For the better part of the twentieth century, the work of one of the Reformed world's most gifted theologians, Herman Bavinck (1854–1921), was locked away in the Dutch tongue. A few of his works were available in English, but it was not until the publication of his four-volume Reformed Dogmatics that a new reading audience gained access to his thought. The old adage—when it rains, it pours—is applicable in a positive way in this case. Reformation Heritage Books has published one of Bavinck's lesser-known but important works, which deals with the work of the Holy Spirit in effectual calling and regeneration. The book was written as a controversy brewed regarding regeneration and baptism. The editor describes Bavinck's work as a "mildly 'anti-Kuyperian' work," as Abraham Kuyper's views are largely at issue.

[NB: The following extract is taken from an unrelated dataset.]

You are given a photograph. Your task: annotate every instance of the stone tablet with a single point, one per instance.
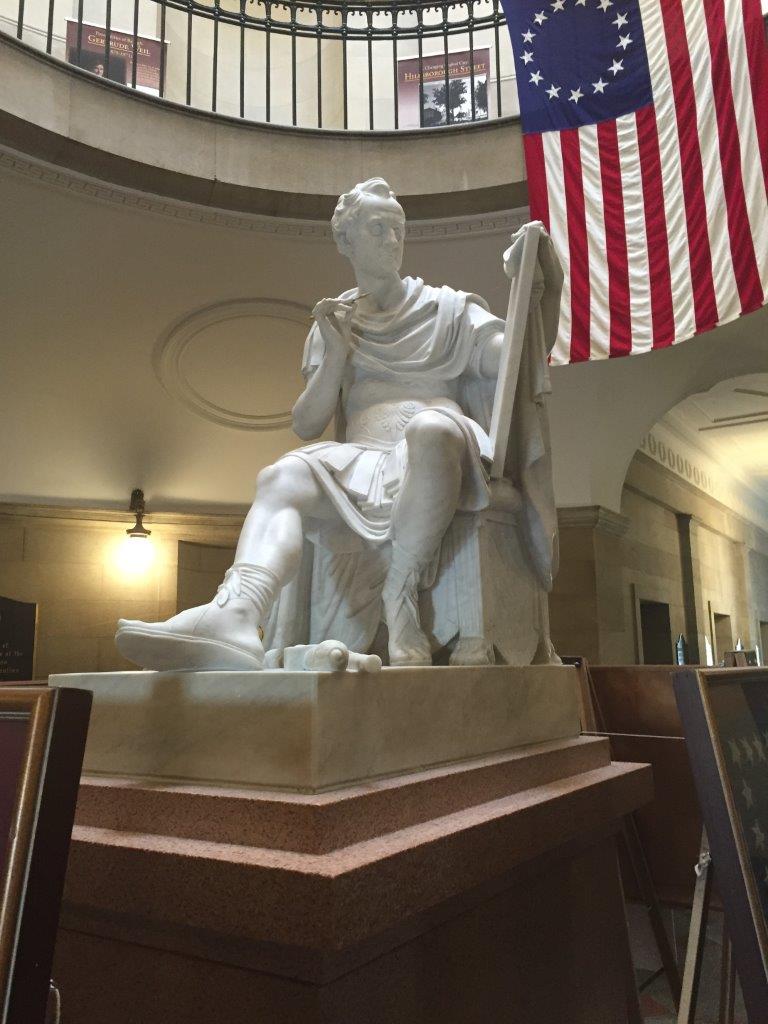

First, Bavinck deals with the relationship between election and the order of salvation, particularly justification. Bavinck addresses Kuyper's view on predestination (supralapsarianism) and how it leads him to the erroneous conclusion that believers are justified in eternity past. Believers are chosen by God in eternity, but they are justified in history, when they profess their faith in Christ.
Second, Bavinck discusses the relationship between the immediate work of the Spirit and the means of grace. He explains that the Holy Spirit works immediately and directly upon the heart of a person in salvation, but that this work does not preclude the use of means (word and sacraments). He also explains that God "addresses us in the external call through law and gospel" (p. 146).
Third, he addresses the question of why the church baptizes its infants. Many in the Reformed church assume that the church baptizes covenant children because they are presumed to be regenerate. However, Bavinck explains that the covenant of grace is more foundational, in that it precedes a person's faith. In other words, the church baptizes infants because of the covenant promise, not because of their presumed regeneration.
This is a very helpful treatment of the subject of regeneration and related matters. Bavinck is deeply aware of the history of the doctrine and interacts with a number of lesser-known but important Reformed luminaries from the sixteenth and seventeenth centuries. Also, the editor's introduction is well written and helps the reader understand Bavinck's work in its historical context. The editor's footnotes scattered throughout the work are also helpful. All in all, this work is a wonderful addition to the Bavinck corpus in English.